= Friedrich Harth =

German glider pioneer

Friedrich Harth (Born 1880 in Zentbechhofen, - died 1936) was a German glider pioneer. Between 1908 and 1923, Harth built twelve different types of gliders and laid the foundations for the development of gliding.

==Life==
Harth was the son of a head forester and attended elementary school in Bamberg, high school in Landshut, and graduated from high school in Munich. In addition to his subsequent architecture studies, he dealt with the knowledge of the first German glider pilot Otto Lilienthal and began to build a glider after his return to Bamberg. He built wings, buckled them around his body with a belt, and tested them. In 1909 while working as a government builder, he began building gliders.

In 1910, Harth's first attempt to fly started on the Ludwager Kulm, near Bamberg. The summit's plateau and steep western slope favored gliding. His gliders consisted of an open or closed hull with a fixed fin. The angle of attack of the wings could be changed in the same direction or in opposite directions in order to serve as an elevator or aileron. In November, this first aircraft was severely damaged in a crash on frozen ground. Unwaveringly, Harth used knowledge from the failed attempts to build improve his gliders. The rotary wing control remained an essential feature of his gliders.

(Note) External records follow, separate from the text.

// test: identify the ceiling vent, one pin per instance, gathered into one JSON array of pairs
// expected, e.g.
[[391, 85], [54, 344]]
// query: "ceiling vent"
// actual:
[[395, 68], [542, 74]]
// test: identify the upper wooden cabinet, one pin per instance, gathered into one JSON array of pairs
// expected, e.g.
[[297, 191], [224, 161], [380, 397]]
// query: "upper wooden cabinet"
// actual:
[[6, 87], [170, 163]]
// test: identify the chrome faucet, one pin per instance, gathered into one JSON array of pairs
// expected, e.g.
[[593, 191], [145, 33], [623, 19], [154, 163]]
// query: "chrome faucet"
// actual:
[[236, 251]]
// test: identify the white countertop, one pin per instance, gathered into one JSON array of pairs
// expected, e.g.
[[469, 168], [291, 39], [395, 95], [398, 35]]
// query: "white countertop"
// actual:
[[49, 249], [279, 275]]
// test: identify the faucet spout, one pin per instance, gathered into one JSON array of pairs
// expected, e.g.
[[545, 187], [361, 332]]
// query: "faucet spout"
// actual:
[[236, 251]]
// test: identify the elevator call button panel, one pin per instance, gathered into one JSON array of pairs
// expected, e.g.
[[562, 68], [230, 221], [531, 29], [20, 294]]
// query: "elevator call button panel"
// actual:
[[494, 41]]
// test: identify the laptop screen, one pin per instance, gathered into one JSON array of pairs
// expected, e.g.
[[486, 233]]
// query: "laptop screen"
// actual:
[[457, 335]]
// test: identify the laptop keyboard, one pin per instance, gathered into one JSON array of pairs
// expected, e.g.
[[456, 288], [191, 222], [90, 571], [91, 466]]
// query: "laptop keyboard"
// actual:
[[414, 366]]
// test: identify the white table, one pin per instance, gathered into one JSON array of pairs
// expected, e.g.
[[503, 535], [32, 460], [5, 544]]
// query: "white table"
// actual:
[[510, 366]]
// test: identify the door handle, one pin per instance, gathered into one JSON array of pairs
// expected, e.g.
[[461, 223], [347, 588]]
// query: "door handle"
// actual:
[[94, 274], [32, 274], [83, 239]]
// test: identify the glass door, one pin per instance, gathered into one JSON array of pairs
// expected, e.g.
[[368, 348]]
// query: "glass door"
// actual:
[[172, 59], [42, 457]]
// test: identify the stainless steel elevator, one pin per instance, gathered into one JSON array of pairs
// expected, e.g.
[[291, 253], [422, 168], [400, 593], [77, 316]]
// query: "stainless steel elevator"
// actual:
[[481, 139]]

Serving as a senior construction city council member, Harth spent his free time designing and testing his flying machines. Enlisting helper Willy Messerschmitt, the 15-year-old son of a Bamberg wine merchant, who later became Harth's student. After the outbreak of the First World War, Harth was drafted into military service interrupting his flight attempts. During this time, Messerschmitt built the S5 glider according to Harth's plans. During Harth's home leave, he flew to an altitude of 20m and traveled 300m from the Heidelstein starting point. In 1916 he was transferred to Schleißheim, where he taught aircraft construction. Harth built the S6 glider and flew it to a landing site 15m higher than his starting point on an almost three-minute flight. His post war glider, the S7, was built in the early summer of 1919 while working at the Bayerische Flugzeugwerke (BFW - Bavarian Aircraft Works).

On September 13, 1921, Harth accomplished a record 21 minute and 27 second glider flight from the Heidelstein in the Rhön Mountains with his monoplane glider, the Harth-Messerschmitt S8. This record flight ended abruptly with a crash, and Harth was severely injured with a severe concussion and a fractured skull and pelvis, from which he never recovered fully. In 1924 impoverished by his job loss, he lived on welfare. Harth was a supporter of the National Socialists and a party member of the NSDAP (Nazi party) until his death in 1936.

===Friedrich Harth and Willy Messerschmitt aircraft===

- Harth S-1 (Friedrich Harth)
- Harth-Messerschmitt S-03
- Harth-Messerschmitt S-04
- Harth-Messerschmitt S-05
- Harth-Messerschmitt S-06
- Harth-Messerschmitt S-07
- Harth-Messerschmitt S-08
- Harth-Messerschmitt S-09
(from 1922–1925)
- Harth-Messerschmitt S-10
- Harth-Messerschmitt S-11
- Harth-Messerschmitt S-12

==Sources==
- Eva-Maria Bast, Annina Baur: What shaped Bamberg. 52 large and small encounters with the city's history. Bast Medien in cooperation with the Franconian Day, Überlingen 2017, ISBN 978-3-946581-21-5.
- Gerhard Wissmann: Adventure in the wind and clouds. The history of gliding. Transpress, Berlin 1988, ISBN 3-344-00275-9.
- Günter Brinkmann, Hans Zacher: The evolution of gliders. In: German aviation. Bernard & Graefe, Bonn 1992, ISBN 3-7637-6104-7.